Robert Milner also has a Back to Basics Approach book as well.



This is the route that I took with my last dog, and it was really helpful for me, but even more so for my dog. I also read "Don't Shoot the Dog", which is a great primer on the positive training method that Milner adopted. There are a lot of ways to skin a cat, I'll take this one every time.No shock collar or aversive training. Put them in a position to succeed and they learn fast. Training should be fun for both of you.

 
Thanks greg so far i have read back to basics and halfway through the wild rose book. I just read google reviews from millers kennel and a few people making statements that the dogs are gun shy. I know introduction has 99% to do with it but i didn't like the response milner posted which was that magnum duck loads are to much for a dogs ears. I also looked in a golden retriever from a place call Adirondac Golden Retrievers. Does anyone hunt a golden?
 
I'm only a year in but happy with my Boykin spaniel. He recovered all but 1 bird I sent him on last year and that one was a cripple that swam him over 100 yards after being shot 3 times. I finally called him off for fear of him tiring out in open water. I don't know how much colder you'd be hunting than what I hunt though. They've got a good thick double coat but sometimes smaller dogs have a tough time in the cold. I'm expecting big things this fall and winter from him.

He was very easy to introduce the gun to. I reprimed shotgun hulls then popped them while the retrieving bumper was in the air. Did 100 or so of these then introduced live rounds. He didn't flinch when the primed hulls were replaced with live rounds. I'd recommend doing it in the context of hunting vs trying to make it ambient noise- build a positive association and a gunshy-prone dog should have less chance of being spooked.
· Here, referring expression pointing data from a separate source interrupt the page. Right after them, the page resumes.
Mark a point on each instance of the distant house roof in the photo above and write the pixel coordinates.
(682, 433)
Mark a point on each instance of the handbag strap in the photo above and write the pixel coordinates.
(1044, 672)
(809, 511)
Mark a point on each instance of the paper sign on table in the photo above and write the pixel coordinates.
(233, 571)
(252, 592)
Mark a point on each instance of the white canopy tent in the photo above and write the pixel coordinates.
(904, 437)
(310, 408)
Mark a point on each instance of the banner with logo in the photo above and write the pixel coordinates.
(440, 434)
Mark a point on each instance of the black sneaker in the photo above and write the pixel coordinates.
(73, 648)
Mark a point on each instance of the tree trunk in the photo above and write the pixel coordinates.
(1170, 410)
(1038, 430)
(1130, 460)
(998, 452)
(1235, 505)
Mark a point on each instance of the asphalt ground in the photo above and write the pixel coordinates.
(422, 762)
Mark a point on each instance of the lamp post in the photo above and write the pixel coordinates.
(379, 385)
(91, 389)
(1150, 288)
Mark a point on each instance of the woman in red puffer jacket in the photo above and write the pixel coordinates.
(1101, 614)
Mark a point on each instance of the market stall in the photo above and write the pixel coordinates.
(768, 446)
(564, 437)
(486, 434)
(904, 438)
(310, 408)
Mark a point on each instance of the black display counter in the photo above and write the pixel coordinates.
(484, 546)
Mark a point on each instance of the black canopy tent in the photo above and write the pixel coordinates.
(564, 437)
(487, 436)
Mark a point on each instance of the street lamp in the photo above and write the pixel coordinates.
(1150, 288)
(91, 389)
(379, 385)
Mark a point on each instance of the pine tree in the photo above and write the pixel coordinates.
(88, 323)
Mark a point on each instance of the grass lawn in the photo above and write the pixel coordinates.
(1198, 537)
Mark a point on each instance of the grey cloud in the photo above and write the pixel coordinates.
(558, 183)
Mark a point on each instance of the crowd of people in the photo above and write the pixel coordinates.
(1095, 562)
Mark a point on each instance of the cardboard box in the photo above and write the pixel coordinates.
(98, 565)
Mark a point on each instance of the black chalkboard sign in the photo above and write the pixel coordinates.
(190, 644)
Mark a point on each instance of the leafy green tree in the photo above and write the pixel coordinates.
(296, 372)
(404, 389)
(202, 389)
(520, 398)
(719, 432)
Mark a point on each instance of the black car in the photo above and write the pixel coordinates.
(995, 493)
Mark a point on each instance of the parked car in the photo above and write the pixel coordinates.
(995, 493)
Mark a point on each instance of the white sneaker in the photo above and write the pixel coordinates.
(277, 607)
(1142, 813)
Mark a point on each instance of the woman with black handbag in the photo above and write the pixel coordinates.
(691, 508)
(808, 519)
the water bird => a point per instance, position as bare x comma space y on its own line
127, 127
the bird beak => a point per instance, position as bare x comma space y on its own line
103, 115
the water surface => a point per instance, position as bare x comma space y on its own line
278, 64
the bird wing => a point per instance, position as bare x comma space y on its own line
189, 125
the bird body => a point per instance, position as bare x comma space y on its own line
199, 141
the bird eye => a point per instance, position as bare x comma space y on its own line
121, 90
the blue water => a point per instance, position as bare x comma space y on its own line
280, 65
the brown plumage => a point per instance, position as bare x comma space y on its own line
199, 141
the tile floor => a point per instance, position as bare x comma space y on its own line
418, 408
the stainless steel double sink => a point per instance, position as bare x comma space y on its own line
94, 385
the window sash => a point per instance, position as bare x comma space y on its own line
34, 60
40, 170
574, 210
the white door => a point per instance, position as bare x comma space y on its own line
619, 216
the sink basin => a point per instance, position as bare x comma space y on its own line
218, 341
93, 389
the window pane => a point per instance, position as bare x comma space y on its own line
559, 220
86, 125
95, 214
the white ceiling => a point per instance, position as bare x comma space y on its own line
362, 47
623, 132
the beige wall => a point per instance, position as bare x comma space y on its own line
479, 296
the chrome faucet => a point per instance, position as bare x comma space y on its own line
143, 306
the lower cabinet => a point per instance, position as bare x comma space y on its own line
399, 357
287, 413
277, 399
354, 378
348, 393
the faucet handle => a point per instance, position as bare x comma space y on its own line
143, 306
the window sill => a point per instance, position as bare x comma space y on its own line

Probably not the breed you want for breaking ice 60 days in a season and they don't run in the big field trials but are quite capable at flushing or recovering game.
 
i train with alotta goldens an boykins those little dogs have big hearts !! i run test with them an they perform well ive also seen 100's of goldens from feild to show ring an you tell a difference i just placed a deposit on another pup im a Yellow lab guy but if you would like to come out an check out some training, or theres a hunt test coming up next weekend pretty local to you there will be alot of breeds all doin retriever work ill be there running Master with my boy, i think once you see it youll know what you want just trying to help ya out being im local to you ... I also for got look at Tollers they are a small golden looking i run trials an they are pretty bad ass little dogs like boykins ...
 
I love Tollers. Smart, gorgeous animals. If you are wanting a puppy though, get on the list now and you may get a puppy in about two years.